US-led Coalition has no plans to target ISIS in Syrian government-controlled areas

Commander of Task Force Al Asad, observe a High Mobility Artillery Rocket System strike that destroyed a building housing ISIS fighters near Haditha, Iraq.


:: Despite saying that the Syrian government is not doing enough to stop ISIS militants from moving through its territory, the US-led coalition fighting the group does not intend to target militants in those areas, a senior coalition official said on Wednesday.

The comments by British Army Major General Felix Gedney indicate that the coalition will rely on the Syrian government to go after ISIS militants in areas controlled by forces loyal to Syrian President Bashar al-Assad.

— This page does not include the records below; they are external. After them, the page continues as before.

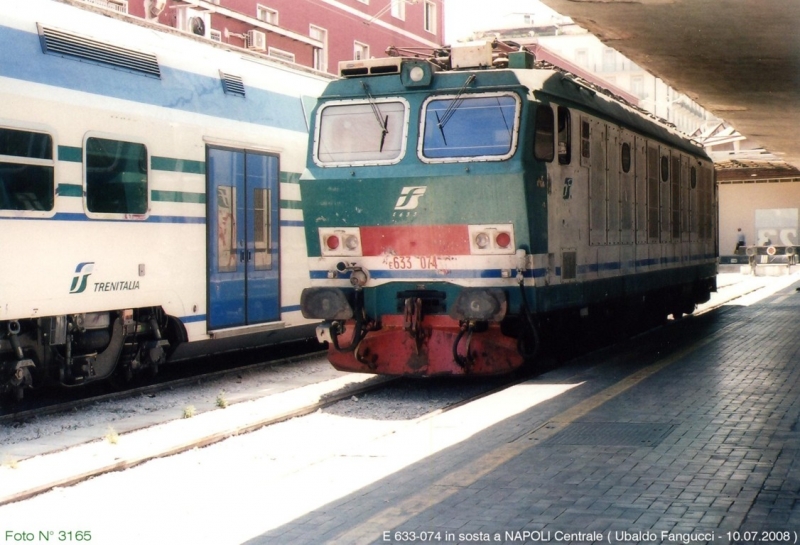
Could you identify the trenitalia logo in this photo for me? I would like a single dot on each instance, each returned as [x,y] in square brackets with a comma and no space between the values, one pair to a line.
[82,272]
[409,197]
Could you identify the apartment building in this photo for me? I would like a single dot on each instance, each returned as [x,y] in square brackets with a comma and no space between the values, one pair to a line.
[313,33]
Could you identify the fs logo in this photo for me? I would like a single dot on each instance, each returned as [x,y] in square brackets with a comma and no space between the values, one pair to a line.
[82,272]
[409,197]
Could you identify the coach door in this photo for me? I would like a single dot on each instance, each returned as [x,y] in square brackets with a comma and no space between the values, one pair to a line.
[243,280]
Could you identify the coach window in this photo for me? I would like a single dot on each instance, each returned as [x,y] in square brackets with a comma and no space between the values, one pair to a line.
[564,140]
[543,140]
[116,177]
[26,170]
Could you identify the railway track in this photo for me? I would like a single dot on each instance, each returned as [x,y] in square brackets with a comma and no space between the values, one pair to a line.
[56,407]
[345,396]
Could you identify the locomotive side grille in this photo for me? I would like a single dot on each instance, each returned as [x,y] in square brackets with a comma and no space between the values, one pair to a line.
[63,43]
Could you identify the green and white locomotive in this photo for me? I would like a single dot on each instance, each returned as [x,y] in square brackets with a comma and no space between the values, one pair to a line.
[462,211]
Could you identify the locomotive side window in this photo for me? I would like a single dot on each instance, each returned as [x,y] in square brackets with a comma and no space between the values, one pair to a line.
[586,133]
[564,139]
[664,168]
[476,126]
[361,132]
[543,140]
[116,177]
[626,157]
[26,170]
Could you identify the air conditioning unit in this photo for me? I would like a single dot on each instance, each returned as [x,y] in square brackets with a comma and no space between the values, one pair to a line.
[256,40]
[193,21]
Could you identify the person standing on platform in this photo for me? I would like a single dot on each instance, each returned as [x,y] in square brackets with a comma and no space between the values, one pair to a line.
[740,241]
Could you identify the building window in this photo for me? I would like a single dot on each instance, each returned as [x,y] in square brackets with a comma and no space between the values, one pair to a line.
[26,170]
[637,86]
[582,58]
[320,54]
[399,9]
[268,15]
[360,51]
[430,17]
[116,177]
[609,60]
[280,54]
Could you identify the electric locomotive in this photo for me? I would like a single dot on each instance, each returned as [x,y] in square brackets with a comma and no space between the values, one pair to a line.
[148,195]
[463,210]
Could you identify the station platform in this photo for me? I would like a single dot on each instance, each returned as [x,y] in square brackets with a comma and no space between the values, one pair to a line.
[686,434]
[689,436]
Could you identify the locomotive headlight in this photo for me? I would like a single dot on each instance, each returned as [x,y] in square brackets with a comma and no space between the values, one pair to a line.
[340,242]
[416,74]
[482,240]
[497,239]
[325,304]
[503,240]
[481,304]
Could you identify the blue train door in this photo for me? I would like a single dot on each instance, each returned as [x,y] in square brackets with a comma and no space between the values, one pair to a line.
[243,257]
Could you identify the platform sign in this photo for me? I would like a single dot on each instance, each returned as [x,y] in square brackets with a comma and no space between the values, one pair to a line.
[777,227]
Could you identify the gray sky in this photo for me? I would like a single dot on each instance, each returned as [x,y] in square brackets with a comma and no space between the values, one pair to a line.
[462,17]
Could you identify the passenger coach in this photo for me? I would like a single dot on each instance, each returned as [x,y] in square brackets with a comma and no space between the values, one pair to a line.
[148,195]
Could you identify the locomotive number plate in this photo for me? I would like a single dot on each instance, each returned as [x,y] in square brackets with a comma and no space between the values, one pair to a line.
[398,262]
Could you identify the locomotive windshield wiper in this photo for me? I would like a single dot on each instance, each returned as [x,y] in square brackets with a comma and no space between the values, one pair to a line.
[451,109]
[383,122]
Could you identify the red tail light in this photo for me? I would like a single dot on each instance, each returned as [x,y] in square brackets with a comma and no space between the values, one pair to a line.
[503,240]
[332,242]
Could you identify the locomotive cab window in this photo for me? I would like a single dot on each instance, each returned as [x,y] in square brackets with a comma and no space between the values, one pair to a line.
[26,170]
[363,132]
[543,139]
[116,177]
[479,127]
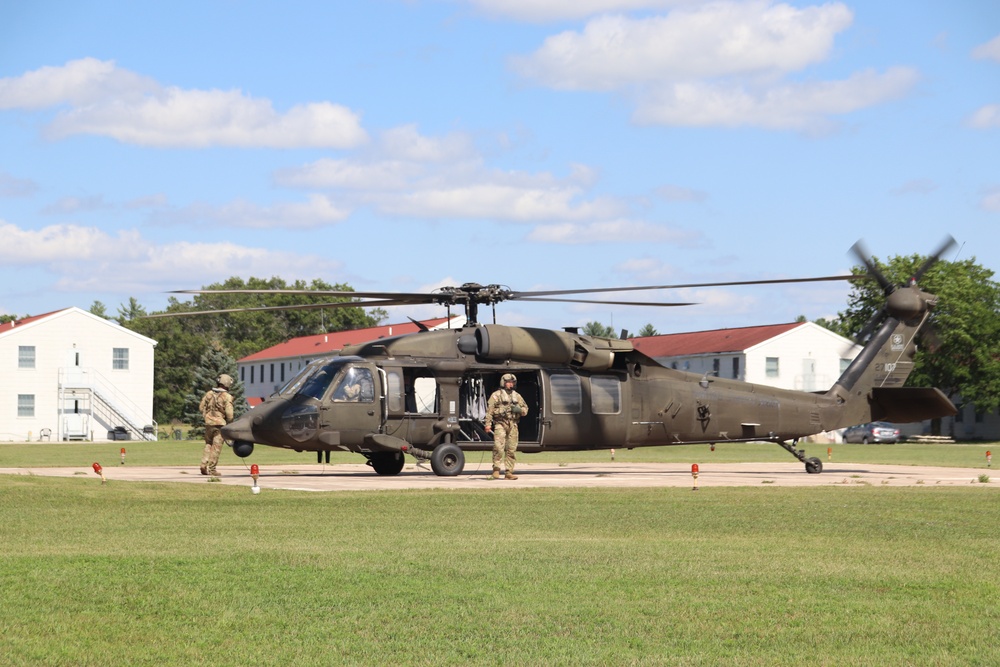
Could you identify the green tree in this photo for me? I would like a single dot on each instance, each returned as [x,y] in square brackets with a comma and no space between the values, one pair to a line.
[99,309]
[213,362]
[961,353]
[130,312]
[181,340]
[598,329]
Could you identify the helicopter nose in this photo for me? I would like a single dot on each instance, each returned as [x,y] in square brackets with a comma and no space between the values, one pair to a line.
[239,429]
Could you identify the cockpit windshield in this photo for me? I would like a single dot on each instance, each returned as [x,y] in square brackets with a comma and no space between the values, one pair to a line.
[315,379]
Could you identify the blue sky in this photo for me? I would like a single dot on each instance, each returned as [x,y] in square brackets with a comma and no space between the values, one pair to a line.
[409,144]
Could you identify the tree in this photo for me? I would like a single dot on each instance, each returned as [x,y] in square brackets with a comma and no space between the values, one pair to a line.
[961,354]
[130,312]
[99,309]
[213,362]
[598,329]
[180,340]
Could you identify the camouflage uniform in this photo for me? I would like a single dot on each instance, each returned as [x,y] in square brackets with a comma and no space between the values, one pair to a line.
[217,408]
[503,411]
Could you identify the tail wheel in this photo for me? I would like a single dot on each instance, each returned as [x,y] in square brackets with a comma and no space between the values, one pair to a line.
[447,460]
[387,463]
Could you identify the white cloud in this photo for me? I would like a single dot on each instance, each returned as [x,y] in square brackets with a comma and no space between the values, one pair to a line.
[991,200]
[716,64]
[106,100]
[11,186]
[554,10]
[988,51]
[799,106]
[611,231]
[318,211]
[443,178]
[986,118]
[718,39]
[89,259]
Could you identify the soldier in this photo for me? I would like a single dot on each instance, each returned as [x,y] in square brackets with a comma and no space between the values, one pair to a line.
[503,411]
[217,408]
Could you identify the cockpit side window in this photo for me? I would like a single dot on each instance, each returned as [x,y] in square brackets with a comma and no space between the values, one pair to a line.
[319,381]
[356,386]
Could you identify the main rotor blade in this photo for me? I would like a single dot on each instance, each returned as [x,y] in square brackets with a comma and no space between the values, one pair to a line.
[303,306]
[736,283]
[613,303]
[402,297]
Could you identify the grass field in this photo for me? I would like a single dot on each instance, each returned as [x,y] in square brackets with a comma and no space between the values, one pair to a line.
[154,574]
[188,452]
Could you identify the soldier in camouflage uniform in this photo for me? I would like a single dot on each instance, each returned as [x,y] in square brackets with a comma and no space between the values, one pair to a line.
[217,408]
[503,411]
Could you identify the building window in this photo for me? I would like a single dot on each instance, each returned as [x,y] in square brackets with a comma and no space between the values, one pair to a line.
[25,405]
[25,356]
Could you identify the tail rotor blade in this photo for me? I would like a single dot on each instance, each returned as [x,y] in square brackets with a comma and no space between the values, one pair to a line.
[862,254]
[946,245]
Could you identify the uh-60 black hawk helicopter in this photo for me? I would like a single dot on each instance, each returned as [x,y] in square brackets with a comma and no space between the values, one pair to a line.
[583,392]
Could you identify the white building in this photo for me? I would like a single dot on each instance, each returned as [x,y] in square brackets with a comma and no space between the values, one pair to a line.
[799,355]
[71,375]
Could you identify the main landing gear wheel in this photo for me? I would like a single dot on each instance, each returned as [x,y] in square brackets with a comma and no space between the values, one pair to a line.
[387,463]
[447,460]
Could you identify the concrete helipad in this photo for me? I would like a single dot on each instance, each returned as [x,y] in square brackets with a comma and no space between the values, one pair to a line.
[317,477]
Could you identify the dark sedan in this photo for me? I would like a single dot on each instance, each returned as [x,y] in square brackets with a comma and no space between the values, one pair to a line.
[877,432]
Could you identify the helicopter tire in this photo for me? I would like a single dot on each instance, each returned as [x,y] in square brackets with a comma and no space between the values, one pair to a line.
[447,460]
[387,463]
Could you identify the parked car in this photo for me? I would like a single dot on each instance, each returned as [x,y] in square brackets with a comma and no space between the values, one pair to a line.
[877,432]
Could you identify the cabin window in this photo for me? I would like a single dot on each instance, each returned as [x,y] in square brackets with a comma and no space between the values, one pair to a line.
[395,390]
[605,395]
[567,398]
[356,386]
[25,405]
[318,382]
[25,356]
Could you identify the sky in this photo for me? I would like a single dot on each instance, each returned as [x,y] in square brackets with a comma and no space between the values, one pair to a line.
[406,145]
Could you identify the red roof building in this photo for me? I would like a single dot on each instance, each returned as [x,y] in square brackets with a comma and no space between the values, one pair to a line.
[262,373]
[797,355]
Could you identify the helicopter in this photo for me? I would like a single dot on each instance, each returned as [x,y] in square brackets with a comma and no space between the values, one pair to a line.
[423,394]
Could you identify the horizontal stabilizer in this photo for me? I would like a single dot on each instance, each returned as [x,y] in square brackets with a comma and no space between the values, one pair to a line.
[909,404]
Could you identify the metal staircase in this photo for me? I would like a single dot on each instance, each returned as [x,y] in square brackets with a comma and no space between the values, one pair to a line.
[97,403]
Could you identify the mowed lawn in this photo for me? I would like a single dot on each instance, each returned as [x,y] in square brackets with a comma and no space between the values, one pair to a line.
[203,574]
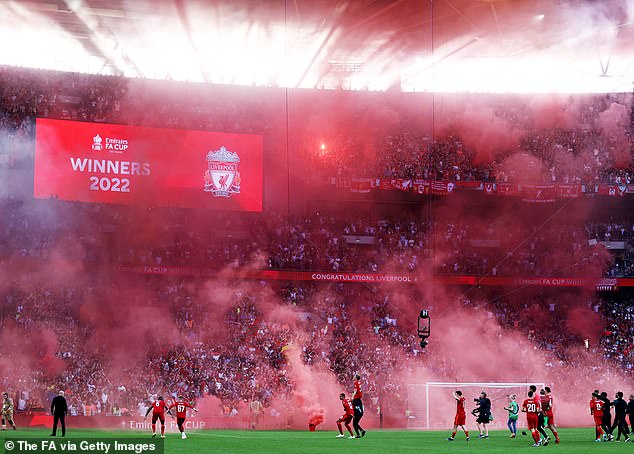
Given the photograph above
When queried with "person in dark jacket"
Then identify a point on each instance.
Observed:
(59, 408)
(620, 410)
(630, 411)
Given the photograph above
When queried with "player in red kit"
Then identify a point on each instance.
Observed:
(532, 408)
(346, 418)
(548, 413)
(596, 410)
(181, 413)
(461, 416)
(158, 409)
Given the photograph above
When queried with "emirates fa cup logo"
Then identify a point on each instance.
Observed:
(222, 178)
(96, 143)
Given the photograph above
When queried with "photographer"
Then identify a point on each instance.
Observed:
(483, 414)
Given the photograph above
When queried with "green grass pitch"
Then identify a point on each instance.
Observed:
(574, 441)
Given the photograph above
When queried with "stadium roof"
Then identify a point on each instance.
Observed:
(518, 46)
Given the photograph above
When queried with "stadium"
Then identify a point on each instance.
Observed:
(235, 211)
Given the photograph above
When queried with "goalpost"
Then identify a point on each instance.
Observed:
(428, 409)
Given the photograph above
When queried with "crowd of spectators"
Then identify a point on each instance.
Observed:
(346, 329)
(340, 330)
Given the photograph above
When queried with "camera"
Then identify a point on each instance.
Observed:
(424, 328)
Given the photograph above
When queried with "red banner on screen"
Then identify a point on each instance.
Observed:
(106, 163)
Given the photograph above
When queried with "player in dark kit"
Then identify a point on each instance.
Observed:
(357, 406)
(346, 418)
(483, 413)
(548, 412)
(158, 412)
(59, 408)
(181, 414)
(620, 410)
(542, 419)
(607, 414)
(461, 416)
(532, 408)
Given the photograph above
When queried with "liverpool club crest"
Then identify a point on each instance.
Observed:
(222, 178)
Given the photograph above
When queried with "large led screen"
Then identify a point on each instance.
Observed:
(107, 163)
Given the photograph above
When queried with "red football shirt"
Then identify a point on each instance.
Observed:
(357, 390)
(347, 409)
(158, 407)
(531, 405)
(460, 406)
(545, 403)
(181, 408)
(596, 407)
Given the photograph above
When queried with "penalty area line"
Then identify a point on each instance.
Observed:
(235, 436)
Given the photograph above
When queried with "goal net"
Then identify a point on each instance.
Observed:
(432, 406)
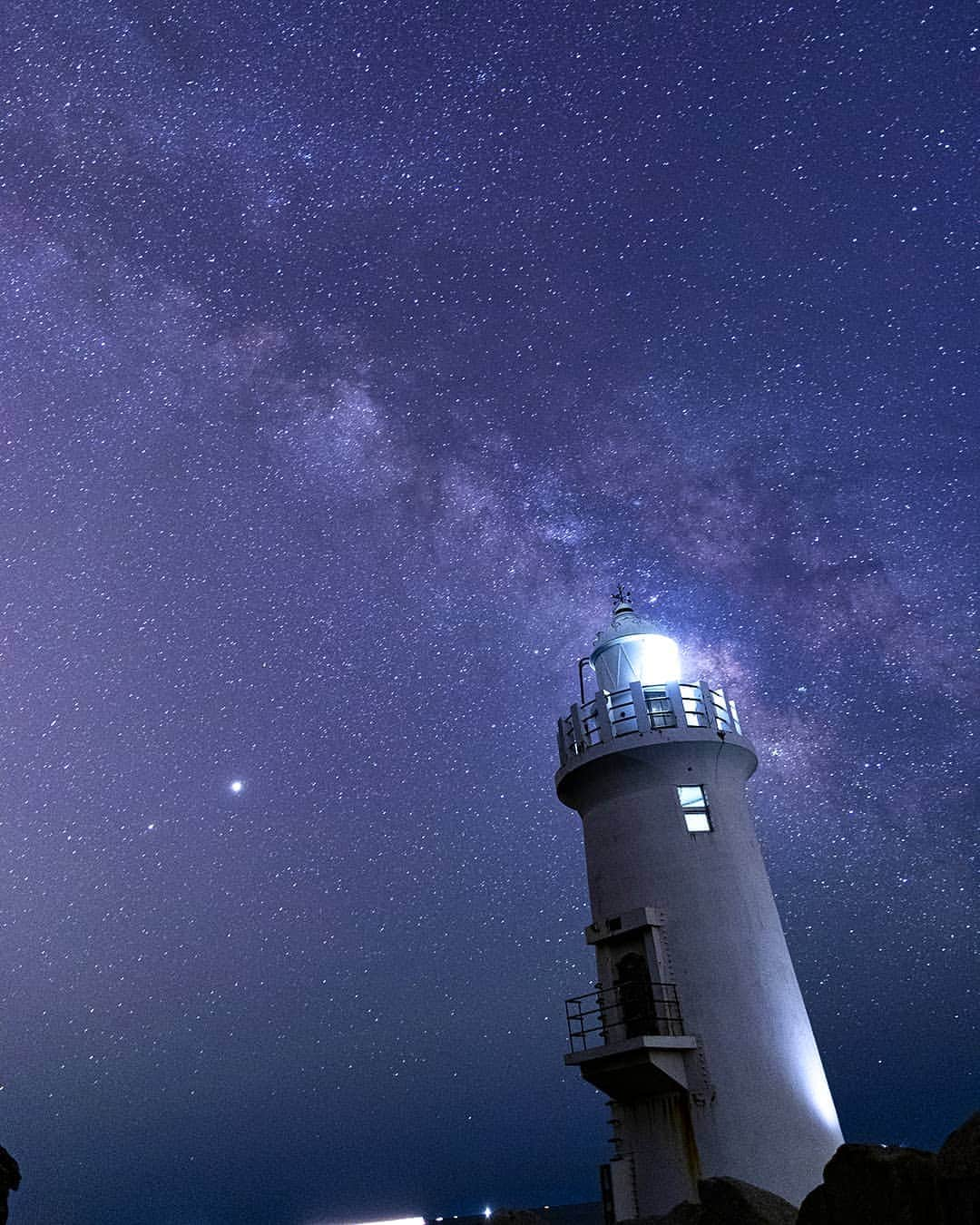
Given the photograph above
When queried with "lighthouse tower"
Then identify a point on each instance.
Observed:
(696, 1029)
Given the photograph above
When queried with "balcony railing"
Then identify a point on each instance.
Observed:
(642, 708)
(629, 1010)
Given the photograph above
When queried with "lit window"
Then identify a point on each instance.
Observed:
(695, 808)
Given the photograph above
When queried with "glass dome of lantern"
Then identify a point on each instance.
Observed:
(630, 650)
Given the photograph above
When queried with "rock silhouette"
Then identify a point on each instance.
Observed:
(10, 1179)
(863, 1185)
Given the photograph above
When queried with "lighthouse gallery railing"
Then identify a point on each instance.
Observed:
(644, 708)
(629, 1010)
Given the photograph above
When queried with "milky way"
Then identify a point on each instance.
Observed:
(349, 357)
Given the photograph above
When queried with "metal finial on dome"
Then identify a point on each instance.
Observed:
(622, 601)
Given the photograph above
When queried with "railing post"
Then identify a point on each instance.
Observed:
(640, 707)
(602, 718)
(578, 731)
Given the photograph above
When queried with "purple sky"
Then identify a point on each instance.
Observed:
(349, 356)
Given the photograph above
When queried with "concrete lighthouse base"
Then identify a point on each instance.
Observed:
(718, 1073)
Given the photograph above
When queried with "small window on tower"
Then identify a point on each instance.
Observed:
(695, 808)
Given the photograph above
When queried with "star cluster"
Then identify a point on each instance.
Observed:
(349, 356)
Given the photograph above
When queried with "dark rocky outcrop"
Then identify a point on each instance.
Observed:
(959, 1172)
(730, 1202)
(863, 1185)
(10, 1179)
(882, 1185)
(876, 1185)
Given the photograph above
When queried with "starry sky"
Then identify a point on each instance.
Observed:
(350, 353)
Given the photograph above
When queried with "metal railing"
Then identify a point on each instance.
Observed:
(642, 708)
(629, 1010)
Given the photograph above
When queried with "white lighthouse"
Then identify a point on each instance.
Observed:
(696, 1031)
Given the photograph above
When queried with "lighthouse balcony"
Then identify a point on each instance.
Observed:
(639, 710)
(629, 1040)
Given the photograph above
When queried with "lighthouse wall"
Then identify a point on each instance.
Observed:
(760, 1106)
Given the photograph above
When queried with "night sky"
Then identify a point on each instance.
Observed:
(350, 353)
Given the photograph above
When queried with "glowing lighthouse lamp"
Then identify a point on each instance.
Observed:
(696, 1031)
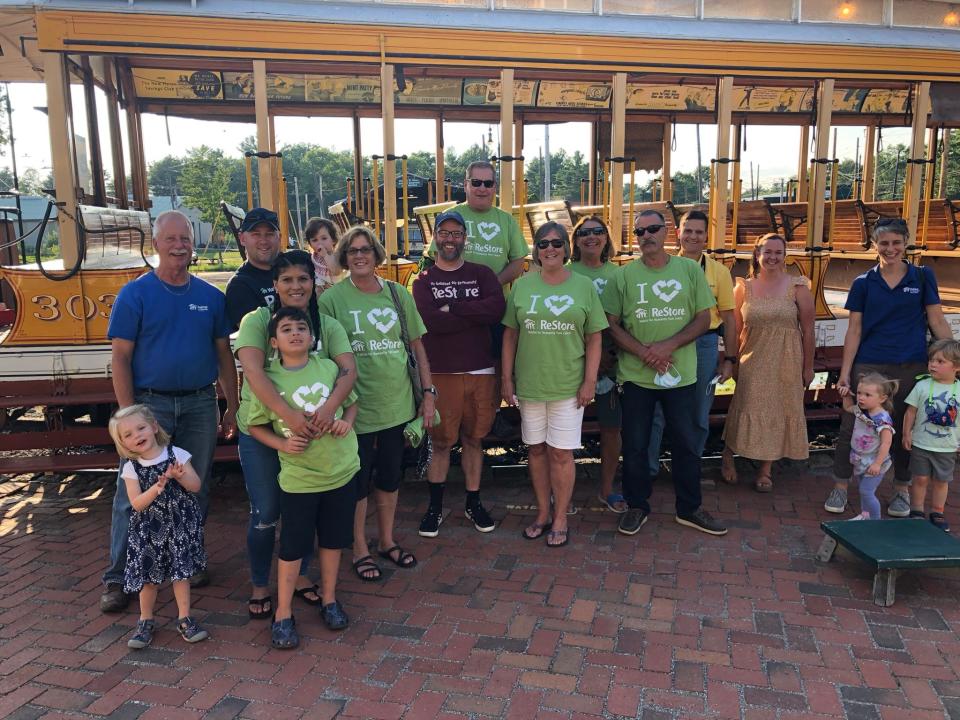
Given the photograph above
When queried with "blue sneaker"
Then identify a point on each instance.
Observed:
(142, 636)
(283, 634)
(334, 616)
(190, 631)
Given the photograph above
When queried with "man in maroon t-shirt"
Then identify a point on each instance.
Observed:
(458, 302)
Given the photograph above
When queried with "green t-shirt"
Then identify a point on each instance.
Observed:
(602, 278)
(552, 321)
(655, 304)
(253, 333)
(936, 402)
(373, 329)
(493, 238)
(328, 462)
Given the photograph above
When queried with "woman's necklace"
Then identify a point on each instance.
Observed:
(378, 281)
(169, 288)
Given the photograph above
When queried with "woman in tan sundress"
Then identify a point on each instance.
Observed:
(774, 312)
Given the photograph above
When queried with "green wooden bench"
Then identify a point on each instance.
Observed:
(890, 546)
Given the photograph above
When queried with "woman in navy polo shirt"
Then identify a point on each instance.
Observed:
(890, 307)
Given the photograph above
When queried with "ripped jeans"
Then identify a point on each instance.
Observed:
(261, 467)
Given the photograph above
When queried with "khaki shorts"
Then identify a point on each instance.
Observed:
(467, 405)
(936, 465)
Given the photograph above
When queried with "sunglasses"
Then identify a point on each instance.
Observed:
(585, 232)
(652, 229)
(544, 244)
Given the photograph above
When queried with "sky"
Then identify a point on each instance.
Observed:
(772, 150)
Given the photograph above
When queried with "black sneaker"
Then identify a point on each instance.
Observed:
(480, 517)
(701, 520)
(114, 599)
(631, 521)
(430, 524)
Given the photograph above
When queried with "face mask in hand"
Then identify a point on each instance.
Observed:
(668, 379)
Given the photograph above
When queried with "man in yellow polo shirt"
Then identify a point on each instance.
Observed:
(692, 236)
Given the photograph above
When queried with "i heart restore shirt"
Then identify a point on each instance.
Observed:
(655, 304)
(373, 329)
(552, 322)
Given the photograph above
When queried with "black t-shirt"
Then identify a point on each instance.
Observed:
(249, 289)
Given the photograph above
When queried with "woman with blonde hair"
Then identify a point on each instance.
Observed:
(376, 314)
(774, 313)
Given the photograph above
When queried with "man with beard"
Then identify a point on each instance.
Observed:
(657, 310)
(459, 301)
(251, 286)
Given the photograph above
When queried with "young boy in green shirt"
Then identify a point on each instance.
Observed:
(316, 476)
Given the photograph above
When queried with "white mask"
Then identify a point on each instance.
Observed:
(668, 379)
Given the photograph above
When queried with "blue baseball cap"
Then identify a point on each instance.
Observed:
(449, 215)
(259, 216)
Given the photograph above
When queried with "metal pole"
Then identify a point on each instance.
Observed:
(546, 163)
(699, 171)
(296, 194)
(13, 167)
(323, 205)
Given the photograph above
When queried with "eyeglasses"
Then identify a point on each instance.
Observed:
(584, 232)
(652, 229)
(544, 244)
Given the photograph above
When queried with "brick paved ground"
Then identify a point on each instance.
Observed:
(668, 624)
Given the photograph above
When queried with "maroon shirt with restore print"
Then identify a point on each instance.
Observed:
(458, 340)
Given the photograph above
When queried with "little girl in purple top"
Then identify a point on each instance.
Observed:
(872, 437)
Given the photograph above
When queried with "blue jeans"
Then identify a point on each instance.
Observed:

US officials have said in the past that the Syrian government forces are too few, too poor and too weak to fight ISIS.

Gedney, the deputy commander of strategy and support for the coalition, said the fight against ISIS was not over, and militants had been seen moving west of the Euphrates river.

“They seem to be moving with impunity through regime-held territory, showing that the regime is clearly either unwilling or unable to defeat Daesh within their borders,” Gedney said, using an Arabic acronym for the militant group.

Syrian government forces and their allies, backed by Russian air power, are mostly on the western side of the Euphrates, while forces backed by the coalition are on the eastern bank.

When asked whether the coalition will target the militants in areas controlled by the Syrian regime, Gedney said they did not plan to.

“We will continue to deconflict with the Russians, but we have got no intention to operate in areas that are currently held by the regime,” Gedney said.

Russia and the United States have set up a communications channel to reduce the chance of fighting between the two rival campaigns against ISIS.

“We would call on the Syrian regime to clear ISIS from those areas that are currently under their control,” he added.

The coalition estimates that fewer than 1,000 ISIS fighters remain in Iraq and Syria.

Iraq and Syria have both declared victory over ISIS in recent weeks, after a year in which the two countries’ armies, a range of foreign allies and various local forces drove the fighters out of all the towns and villages that once made up the militant group’s self-proclaimed caliphate.

US Defense Secretary Jim Mattis has said the US military will fight ISIS in Syria “as long as they want to fight.” He said the US military’s longer-term objective would be to prevent the return of an “ISIS 2.0.”